震える指が、ルパンのベルトに掛かる。猛々しく屹立するルパンの性器が露になる。次元はひとつ息を呑むと、それを自らあてがった。
「──────!」
深く、沈み込む。
きつく締め付けられ、ルパンの眉間にも皺が寄る。
息が整う間もなく、次元の腰が揺らめき始めた。
震える身体でもがくように、必死に動き続ける。
「ル、パン・・・」
息を弾ませ、腰を振り、舌をひらめかせながら、次元は必死に言葉を紡ぐ。
「見ててくれよ────今だけは、俺を・・・」
「見てるさ、お前だけを」
揺れる体を引き寄せて睦言を、赤く染まった耳元に囁きかけると、次元は堪らず身をよじった。熱に浮かされたような目で、次元が呻く。
「お前が見ててくれるなら、俺は何だって出来る。どんなことでも────お前のためなら、どんな淫らなことでも、どんな汚いことでも、俺は・・・」
請うように。
次元はルパンの手を取り、その掌に口づけた。
まるで敬虔な殉教者が、その信じる神に縋るかのように。
ルパンは喉の奥で笑った。
この男は、稀代の怪盗、ルパン三世の心を盗み出し、いっそただの男にしてしまいたいらしい。
それもどうやら成功しかかっているようだ。
少なくとも、こうして二人きりでいるときは確実に。





久々に再会したと思ったらルパンの命を狙い、次には相棒にしてくれと火の玉みたいな勢いで押しかけてきた。いつしかちゃっかり相棒の座に納まり、いつしか────こうして失えない存在になっている。

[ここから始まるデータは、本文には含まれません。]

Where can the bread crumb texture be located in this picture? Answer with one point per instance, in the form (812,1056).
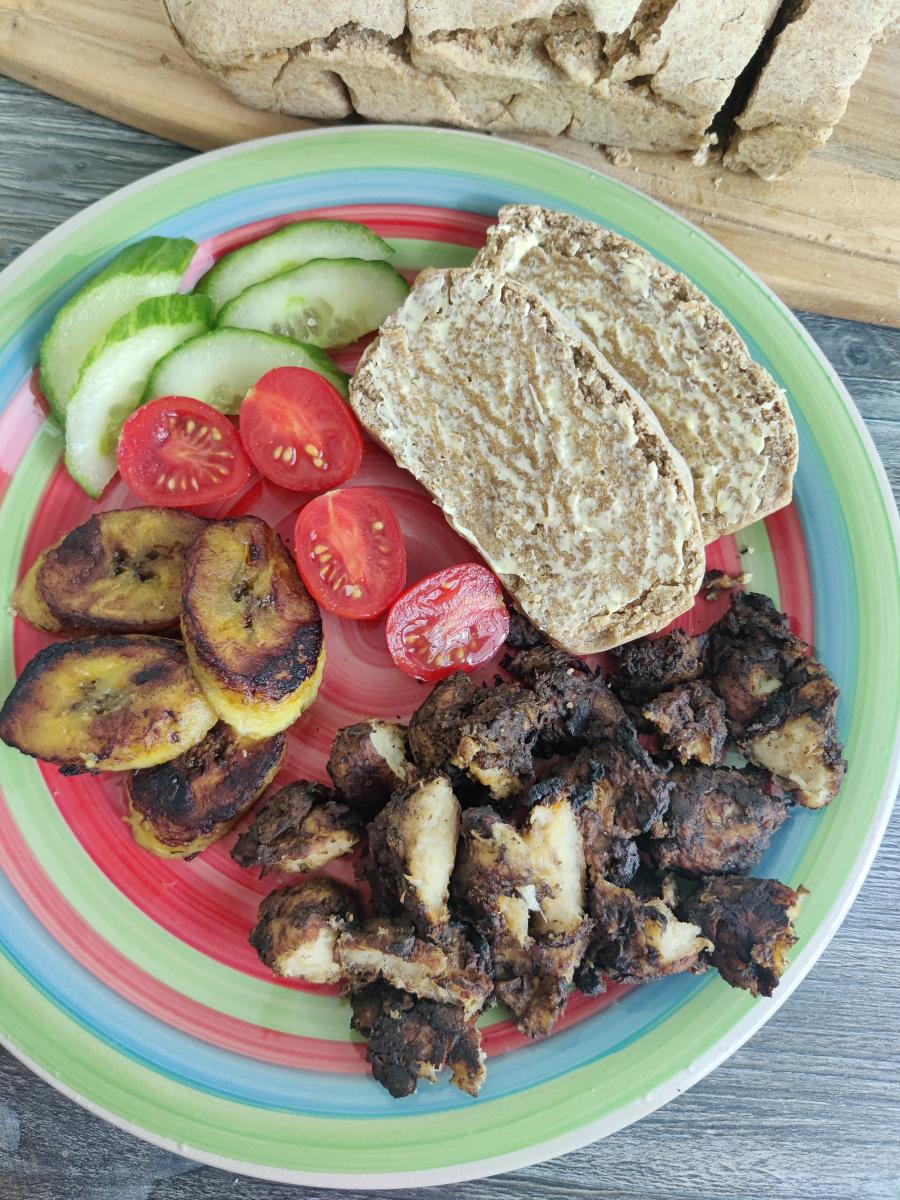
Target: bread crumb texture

次元が自身の価値を、ルパンと共に在ることに見出すように、何物にも囚われないはずのルパンがここに在る意味も、いつしかこの男に拠っている。
快楽と狂気の狭間を遊ぶルパンを、唯一現実のものとして欲する存在。
ルパンの腕に縋り、その心の真実が欲しいと、ただ請うだけの存在。





ルパンは自分の上で踊る身体を抱き寄せると、そのままソファに押し倒した。
そしてさらに深く自らを押し込む。
銛に穿たれた魚のように、びくびくと痩せた体が跳ねた。
それをさらに苛むために、ルパンは深く腰をグラインドさせる。
離されまいというように、次元の脚がルパンの腰に絡んだ。
「傍にいたい────ずっと・・・ずっとお前のそばに・・・・・・」
荒い息の狭間、次元が狂おしげに喘ぐ。
「ああ・・・ついて来いよ────ずっと」
ルパンは囁くと、腕の中の身体をきつく抱きしめた。










この世界でただ一人。
互いが互いを、とどめる錨。










end










「ルパン三世」PILOT FILM(シネスコ版)ネタ。